While Asian economies typically have a strong correlation with the US, the divergent economic outlook in the region’s five biggest insurance markets by premium volume means their rates may not fall in tandem.
South Korea’s finance ministry said in December it was still targeting inflation, following strong final quarter export figures as the country’s central bank maintained interest rates at 3.5%, the highest level since 2008.
The interest rate environment for Japanese carriers will stay challenging as the country’s central bank kept rates in negative territory in December.
Taiwan’s insurers are also unlikely to get relief on the gap between current interest rates and legacy guaranteed products on their books as the country’s central bank maintains a focus on the island’s cost of living.
Conversely, despite China keeping its rates at pat in December, deflationary pressures means economists expect further monetary easing in the region’s second biggest insurance market.
Developments in the Ukraine and Gaza conflicts could impact central banker’s assumptions.
While marine insurers will be alert to threats from the Houthi rebels in Yemen to ships traversing the Red Sea on route to the Suez Canal.
‘Silver Towns’
Asia’s life insurers may be grappling with different interest rate outlooks but demographics in the region could offer potential new business lines for a large chunk of the sector.
A recent Korea Herald report highlighted the growth of insurer-backed ‘Silver Towns’ — care communities aimed at supporting old aged residents.
According to the Korean news outlet the senior care and retirement community sector in the country has been growing at an annual rate of 15.6% between 2018 and 2022.
It is now worth over $11bn a year.
There is significant potential for life insurers in other East Asian states to diversify beyond their traditional product mix.
The region is home to four of the five oldest — by percentage of the total population — countries in Asia.
Cross Border Insurance
In May last year 16 Hong Kong insurers announced they would be offering single motor insurance policies.
These will be covering the use of cars between Hong Kong and Guangdong, via the Hong Kong-Zhuhai-Macau Bridge.
Increased cross border insurance interconnectivity is likely to be a key theme of 2024.
A senior Ping An executive told the Asian Insurance Forum in December that large language models could play an important role in risk managing cross border products on the back of a slew of state initiatives to integrate the two regions’ economies.
Hong Kong Chief Executive John Lee announced a number of measures to integrate health insurance in the Greater Bay Area during his annual policy address in October.
This news followed a data sharing MOU between authorities in both regions.
More activity — at the very least behind the scenes — is likely in 2024.
Alternative Risk Transfer
The return of the El Niño weather pattern will see its first full year in 2024.
The prognosis for Asia is a combination of heightened patterns of drought, storms and floods in the part of the world which is already most exposed to natural catastrophes.
Changing weather patterns across the Pacific are likely to drive an increased use of insurance linked securities and parametric insurance to bridge the protection gap left by indemnity insurance.
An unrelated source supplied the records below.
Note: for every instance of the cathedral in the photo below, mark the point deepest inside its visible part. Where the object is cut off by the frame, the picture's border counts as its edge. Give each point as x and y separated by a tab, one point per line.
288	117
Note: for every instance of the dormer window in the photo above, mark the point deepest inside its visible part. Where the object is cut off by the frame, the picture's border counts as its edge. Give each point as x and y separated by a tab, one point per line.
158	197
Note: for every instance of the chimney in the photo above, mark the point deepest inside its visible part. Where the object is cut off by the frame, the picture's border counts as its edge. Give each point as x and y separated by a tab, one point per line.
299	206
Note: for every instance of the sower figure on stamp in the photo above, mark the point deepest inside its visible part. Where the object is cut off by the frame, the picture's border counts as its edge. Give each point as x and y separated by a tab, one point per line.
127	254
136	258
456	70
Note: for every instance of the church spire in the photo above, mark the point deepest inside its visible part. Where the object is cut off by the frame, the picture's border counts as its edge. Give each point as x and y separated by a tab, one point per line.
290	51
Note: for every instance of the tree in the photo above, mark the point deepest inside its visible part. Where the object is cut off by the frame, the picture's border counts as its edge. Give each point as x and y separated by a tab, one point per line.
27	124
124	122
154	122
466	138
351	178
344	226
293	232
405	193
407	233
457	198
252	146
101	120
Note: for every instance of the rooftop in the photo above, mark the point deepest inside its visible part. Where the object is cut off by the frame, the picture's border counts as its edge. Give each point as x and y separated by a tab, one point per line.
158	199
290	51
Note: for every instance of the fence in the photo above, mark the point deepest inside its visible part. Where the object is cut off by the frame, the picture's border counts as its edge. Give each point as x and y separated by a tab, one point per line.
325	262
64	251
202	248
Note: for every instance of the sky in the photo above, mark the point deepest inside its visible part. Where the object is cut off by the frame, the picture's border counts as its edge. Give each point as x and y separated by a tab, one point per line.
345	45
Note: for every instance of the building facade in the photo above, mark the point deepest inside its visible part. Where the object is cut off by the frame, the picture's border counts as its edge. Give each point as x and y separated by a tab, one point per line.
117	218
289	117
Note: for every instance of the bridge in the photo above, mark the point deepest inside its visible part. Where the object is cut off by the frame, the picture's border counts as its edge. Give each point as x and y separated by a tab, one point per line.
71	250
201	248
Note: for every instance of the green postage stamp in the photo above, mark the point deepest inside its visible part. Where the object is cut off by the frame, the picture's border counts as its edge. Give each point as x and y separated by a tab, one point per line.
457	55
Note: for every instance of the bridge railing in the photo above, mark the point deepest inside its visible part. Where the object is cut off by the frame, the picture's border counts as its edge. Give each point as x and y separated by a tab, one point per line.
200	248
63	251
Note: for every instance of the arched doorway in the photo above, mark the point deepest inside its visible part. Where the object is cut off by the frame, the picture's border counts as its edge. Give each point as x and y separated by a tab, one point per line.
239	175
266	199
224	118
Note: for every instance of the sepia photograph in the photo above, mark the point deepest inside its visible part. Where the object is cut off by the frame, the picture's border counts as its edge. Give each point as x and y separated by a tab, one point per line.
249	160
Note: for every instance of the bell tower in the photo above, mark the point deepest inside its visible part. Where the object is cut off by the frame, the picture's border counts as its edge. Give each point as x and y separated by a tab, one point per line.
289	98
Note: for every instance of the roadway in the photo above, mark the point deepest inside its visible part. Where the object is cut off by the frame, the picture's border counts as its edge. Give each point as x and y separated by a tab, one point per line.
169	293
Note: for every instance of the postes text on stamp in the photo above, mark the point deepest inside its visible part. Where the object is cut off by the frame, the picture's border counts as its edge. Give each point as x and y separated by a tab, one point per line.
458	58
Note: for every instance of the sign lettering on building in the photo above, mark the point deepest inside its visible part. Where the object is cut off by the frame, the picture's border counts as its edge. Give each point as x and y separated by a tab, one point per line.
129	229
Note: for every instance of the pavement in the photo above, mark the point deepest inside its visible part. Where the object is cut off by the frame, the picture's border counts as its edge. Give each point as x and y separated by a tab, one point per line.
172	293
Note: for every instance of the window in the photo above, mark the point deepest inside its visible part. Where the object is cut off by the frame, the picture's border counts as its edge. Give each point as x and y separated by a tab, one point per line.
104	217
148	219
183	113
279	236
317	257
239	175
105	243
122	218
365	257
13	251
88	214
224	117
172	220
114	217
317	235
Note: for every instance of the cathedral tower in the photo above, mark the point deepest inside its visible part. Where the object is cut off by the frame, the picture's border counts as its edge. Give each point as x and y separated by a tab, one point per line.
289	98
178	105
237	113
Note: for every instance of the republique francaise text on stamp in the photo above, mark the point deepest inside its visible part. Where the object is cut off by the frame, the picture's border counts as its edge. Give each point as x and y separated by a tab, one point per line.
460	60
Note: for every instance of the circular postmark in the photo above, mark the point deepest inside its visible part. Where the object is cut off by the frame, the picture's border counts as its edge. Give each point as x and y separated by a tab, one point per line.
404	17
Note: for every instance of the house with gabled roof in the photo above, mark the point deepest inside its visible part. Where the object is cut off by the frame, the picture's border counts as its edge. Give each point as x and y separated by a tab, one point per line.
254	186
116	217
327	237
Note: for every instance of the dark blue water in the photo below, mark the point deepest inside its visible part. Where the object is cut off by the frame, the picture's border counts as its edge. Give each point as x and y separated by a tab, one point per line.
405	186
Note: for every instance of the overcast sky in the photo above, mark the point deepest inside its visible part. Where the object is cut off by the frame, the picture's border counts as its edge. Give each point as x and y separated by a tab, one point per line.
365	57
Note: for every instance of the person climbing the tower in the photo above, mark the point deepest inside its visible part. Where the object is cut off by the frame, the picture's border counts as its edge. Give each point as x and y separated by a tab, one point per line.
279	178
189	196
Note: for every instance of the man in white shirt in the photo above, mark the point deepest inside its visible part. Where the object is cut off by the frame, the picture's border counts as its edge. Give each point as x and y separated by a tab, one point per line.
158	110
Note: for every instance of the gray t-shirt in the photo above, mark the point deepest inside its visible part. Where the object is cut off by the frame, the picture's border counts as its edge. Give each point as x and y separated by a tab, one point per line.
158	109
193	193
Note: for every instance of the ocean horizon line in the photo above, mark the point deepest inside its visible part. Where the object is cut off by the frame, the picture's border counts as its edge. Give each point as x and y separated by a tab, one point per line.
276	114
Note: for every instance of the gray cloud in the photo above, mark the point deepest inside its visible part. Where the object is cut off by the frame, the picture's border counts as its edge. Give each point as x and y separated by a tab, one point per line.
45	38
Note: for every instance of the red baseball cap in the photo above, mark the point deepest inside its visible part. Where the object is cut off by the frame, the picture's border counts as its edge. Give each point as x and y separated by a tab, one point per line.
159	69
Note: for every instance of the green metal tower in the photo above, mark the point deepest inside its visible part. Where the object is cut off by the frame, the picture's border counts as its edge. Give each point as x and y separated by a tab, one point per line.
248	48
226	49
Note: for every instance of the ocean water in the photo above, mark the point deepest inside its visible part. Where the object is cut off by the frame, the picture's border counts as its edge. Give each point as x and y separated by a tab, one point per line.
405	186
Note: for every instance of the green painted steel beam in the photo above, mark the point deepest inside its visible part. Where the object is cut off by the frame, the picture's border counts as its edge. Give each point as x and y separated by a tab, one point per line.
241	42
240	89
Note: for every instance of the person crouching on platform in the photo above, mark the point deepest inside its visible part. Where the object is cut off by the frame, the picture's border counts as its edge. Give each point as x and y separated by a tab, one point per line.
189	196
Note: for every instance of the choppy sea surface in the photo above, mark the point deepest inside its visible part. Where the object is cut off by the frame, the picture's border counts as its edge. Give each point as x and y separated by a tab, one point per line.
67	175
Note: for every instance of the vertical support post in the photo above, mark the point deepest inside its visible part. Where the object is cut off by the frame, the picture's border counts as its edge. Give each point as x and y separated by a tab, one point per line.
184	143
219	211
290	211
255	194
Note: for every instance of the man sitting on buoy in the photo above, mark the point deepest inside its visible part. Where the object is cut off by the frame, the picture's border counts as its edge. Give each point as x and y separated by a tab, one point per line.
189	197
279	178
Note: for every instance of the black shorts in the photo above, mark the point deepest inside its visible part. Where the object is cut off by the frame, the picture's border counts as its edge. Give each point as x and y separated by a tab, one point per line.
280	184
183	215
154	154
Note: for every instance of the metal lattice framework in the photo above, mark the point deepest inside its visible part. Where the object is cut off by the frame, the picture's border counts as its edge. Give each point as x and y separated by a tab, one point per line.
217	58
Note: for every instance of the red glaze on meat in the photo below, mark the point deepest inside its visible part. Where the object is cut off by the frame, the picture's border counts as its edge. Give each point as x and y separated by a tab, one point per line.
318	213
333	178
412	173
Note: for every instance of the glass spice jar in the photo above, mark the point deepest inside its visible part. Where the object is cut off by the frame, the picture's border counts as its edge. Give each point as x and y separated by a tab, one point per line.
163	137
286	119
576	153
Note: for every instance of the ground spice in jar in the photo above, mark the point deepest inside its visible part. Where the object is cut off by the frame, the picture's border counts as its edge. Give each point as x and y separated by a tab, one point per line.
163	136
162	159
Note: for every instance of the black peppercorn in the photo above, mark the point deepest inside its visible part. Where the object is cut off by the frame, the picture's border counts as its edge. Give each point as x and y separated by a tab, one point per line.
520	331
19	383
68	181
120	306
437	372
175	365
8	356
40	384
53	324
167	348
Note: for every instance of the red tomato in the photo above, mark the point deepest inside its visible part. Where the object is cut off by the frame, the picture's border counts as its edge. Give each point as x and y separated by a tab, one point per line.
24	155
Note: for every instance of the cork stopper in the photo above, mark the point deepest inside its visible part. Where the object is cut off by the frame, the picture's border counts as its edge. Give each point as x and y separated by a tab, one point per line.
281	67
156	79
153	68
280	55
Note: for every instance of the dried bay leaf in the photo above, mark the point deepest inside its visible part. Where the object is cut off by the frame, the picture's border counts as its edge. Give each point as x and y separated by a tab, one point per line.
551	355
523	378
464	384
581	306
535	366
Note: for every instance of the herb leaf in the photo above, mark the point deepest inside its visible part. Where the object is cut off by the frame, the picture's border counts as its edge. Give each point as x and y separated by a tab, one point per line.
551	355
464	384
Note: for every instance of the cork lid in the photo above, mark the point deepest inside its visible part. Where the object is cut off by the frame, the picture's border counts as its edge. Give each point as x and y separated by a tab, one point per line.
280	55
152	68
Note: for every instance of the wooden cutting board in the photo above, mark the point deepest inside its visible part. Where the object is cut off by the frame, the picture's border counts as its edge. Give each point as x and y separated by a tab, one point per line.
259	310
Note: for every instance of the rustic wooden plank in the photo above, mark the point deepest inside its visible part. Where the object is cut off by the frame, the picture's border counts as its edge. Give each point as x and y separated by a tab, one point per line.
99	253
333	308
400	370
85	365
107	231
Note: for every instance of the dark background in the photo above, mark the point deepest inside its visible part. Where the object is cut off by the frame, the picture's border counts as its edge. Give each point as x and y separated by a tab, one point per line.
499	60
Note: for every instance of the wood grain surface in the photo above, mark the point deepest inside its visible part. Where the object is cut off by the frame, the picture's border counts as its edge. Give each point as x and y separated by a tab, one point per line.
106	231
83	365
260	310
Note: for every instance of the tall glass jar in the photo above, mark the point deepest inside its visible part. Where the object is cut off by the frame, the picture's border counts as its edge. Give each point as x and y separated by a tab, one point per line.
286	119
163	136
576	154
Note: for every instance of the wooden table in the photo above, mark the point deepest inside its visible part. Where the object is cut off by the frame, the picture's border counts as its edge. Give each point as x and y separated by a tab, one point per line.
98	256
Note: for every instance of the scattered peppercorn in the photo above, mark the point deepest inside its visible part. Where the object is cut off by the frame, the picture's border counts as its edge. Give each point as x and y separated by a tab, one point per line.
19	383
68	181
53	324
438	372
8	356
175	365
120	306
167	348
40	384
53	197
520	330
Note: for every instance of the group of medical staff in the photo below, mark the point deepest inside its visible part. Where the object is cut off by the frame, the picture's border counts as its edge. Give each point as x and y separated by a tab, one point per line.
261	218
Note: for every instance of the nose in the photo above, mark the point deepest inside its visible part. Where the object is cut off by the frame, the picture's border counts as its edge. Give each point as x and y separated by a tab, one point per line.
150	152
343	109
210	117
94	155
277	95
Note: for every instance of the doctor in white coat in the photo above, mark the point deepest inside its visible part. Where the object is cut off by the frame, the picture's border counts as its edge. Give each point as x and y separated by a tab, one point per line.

In August the Australian regulator encouraged the industry to use ILS in response to hardening reinsurance rates.
HKeX issued its first Nat Cat ILS in March while in July Singapore’s regulator gave a clarion call for an expansion of this asset class in Asia.
“Asia’s ILS market is small but it has good long-term growth prospects”, said MAS Executive Director Lim Cheng Kai.
The next 12 months will put the senior regulator’s words to the test.